Film review: Jurassic World: Fallen Kingdom, starring Chris Pratt and Jeff Goldblum

It all feels very familiar, but a change of scene is just enough to keep Fallen Kingdom fresh – and there’s comfort in familiarity, writes Pippa Bailey

Fallen Kingdom sees Owen and Claire make an ill-fated return to Isla Nublar

Undergrowth rustling ominously on black, rainy nights; shaking ground signalling the arrival of stampeding herbivores; grisly T-rex jaws looming from around the side of vehicles: Jurassic World: Fallen Kingdom is very much what we have come to expect from the franchise – only with added lava. 

We return to Isla Nublar four years after the end of Jurassic World to find that the long-dormant volcano is now very much active, and the world is in conflict over whether to intervene to conserve the dinosaurs or to allow nature to once again leave them extinct (an ethical dilemma that gives Fallen Kingdom more weight than its predecessor). In the absence of John Hammond, his business partner Benjamin Lockwood – retroactively inserted for the purposes of this film – takes the role of the dying patriarch putting his dollars behind a trip to the island to round up the dinosaurs and relocate them to the safety of a new island paradise.

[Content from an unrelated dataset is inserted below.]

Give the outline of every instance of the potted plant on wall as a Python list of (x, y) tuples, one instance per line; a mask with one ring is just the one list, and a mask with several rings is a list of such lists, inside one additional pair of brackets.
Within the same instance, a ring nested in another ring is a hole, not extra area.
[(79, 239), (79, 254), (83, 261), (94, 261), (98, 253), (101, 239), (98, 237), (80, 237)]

Slicked-back estate executor Eli (Rafe Spall), however, has other, more shifty plans – as Claire (Bryce Dallas Howard), now a dinosaur rights activist, and Owen (Chris Pratt), who has spent the intervening years drinking beer and building a cabin, discover when they agree to join the ‘rescue’ mission.

The relationship between Owen and his raptor-child Blue is the romantic heart of the film

The relationship between Owen and his raptor-child Blue is the romantic heart of the film

The tranquilliser-wielding leader of the expedition takes on extra villainous weight for fans of The Silence of the Lambs who will recognise the actor, Ted Levine, as the man behind the Oscar-winner’s serial killer. Otherwise, the cast of characters is all rather familiar. Jeff Goldblum’s cameo is excellent, of course, but far too short. ‘Beefcake’ velociraptor whisperer Owen is up to his usual day-saving, one-liner antics, while his now ex-girlfriend Claire is given slightly more to do, and more sensible shoes, than last time round.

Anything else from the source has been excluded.